Será uma máquina capaz de prever quem irá ficar doente?

Em Madrid, tal como reporta o El País, especialistas exploram as possibilidades da Inteligência Artificial na luta contra o cancro.

Pode parecer estranho, mas uma das principais indústrias de entretenimento deu nas últimas décadas um forte contributo para a luta contra o cancro e outras doenças graves. Segundo o matemático grego Nikos Paragios, os videojogos desenvolveram ao longo dos anos importantes inovações nas áreas de processamento gráfico e na capacidade de as máquinas gerarem gráficos 3D realistas tanto nos nossos computadores, como telemóveis.

Estes avanços, segundo explica o investigador da Universidade de Paris-Saclay que se dedica a melhorar o diagnostico e tratamento de tumores através do uso de tecnologia, permitiram que atualmente a indústria médica utilize algumas destas inovações no tratamento e diagnostico de pacientes com cancro.

Os avanços nas capacidades técnicas e gráficas – apoiadas recentemente pela Inteligência Artificial – desenvolveram-se de tal maneira, que neste momento permitem analisar imagens de raios-x de pacientes e identificar com uma elevada precisão as áreas afetadas, determinando mais tarde as doses exatas de radiação que o paciente em particular deve receber. Esta situação permite diminuir drasticamente os efeitos secundários negativos dos tratamentos, algo especialmente útil quando pode existir o risco de afetar órgãos sensíveis e muito delicados como o nervo ótico, por exemplo.

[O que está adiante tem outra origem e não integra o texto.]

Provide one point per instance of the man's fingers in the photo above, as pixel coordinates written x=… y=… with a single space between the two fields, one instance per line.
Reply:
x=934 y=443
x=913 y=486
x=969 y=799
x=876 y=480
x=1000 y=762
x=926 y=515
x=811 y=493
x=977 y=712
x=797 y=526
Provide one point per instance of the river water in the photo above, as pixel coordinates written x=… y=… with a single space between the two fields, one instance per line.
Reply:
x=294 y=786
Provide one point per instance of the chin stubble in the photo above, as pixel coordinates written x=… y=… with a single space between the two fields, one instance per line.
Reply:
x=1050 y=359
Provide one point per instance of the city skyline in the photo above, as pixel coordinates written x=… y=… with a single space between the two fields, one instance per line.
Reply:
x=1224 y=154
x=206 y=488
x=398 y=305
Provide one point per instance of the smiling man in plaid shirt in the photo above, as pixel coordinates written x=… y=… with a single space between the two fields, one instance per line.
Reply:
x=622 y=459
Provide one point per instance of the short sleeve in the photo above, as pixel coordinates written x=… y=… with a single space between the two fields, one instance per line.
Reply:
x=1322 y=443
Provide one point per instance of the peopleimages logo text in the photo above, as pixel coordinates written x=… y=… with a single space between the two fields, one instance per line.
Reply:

“A ideia de utilizar a matemática contra o cancro não passa por tentar validar hipóteses à priori mas sim encontrar coisas que os humanos não foram capazes de identificar e que podem determinar o sucesso ou fracasso de um tratamento”, explicou Nikos Paragios em Madrid, num recente congresso anual do grupo Solti de pesquisa sobre o cancro da mama.

Estes algoritmos são na sua essência algo estúpidos. O seu objetivo é apenas de processamento de dados, permitindo scannear imagens e compará-las com centenas (ou milhares) de outras. Não se tenta que identifiquem padrões ou quem usem “intuição” complexa. A simples possibilidade de coletar e comparar centenas de casos anteriores, a uma enorme velocidade, permite obter informação essencial para o tratamento de novos pacientes.

Paragios diz que os algoritmos analisaram cerca de 25 000 imagens médicas de pacientes e que depois, ao serem apresentados novos casos, conseguiram melhorar o tratamento de radioterapia destas pessoas em 17%.

Embora muita desta tecnologia esteja ainda em desenvolvimento, estes sistemas poderão otimizar consideravelmente os recursos públicos aplicados nos tratamentos oncológicos. Esta metodologia tem a possibilidade de a médio prazo melhorar a eficácia dos tratamentos entre 20% – 60% e de revolucionar para sempre a forma como se pratica medicina nestas áreas, conforme conclui o matemático grego.

A aplicação da inteligência artificial irá servir para classificar pacientes, diagnosticar tumores e escolher os melhores tratamentos tendo por base o perfil genético de cada pessoa. Contribuindo assim para o desenvolvimento da área da medicina de precisão.

Apesar de todo este avanço, a incorporação da inteligência artificial na medicina tem também os seus problemas. O facto de os dados não serem todos homogéneos dificulta a criação de grandes bancos de dados uniformes. As diferenças nas legislações de cada pais, relativas à proteção dos dados médicos dos pacientes, são outra das principais barreiras que podem complicar estas aplicações. Por último o facto de as máquinas não terem um critério e poderem aprender coisas “absurdas” é ainda um fator que pode atrapalhar algumas correlações entre marcadores, tal como explica Paragios.

Estes são ainda problemas muito reais que por agora nenhuma máquina pode resolver.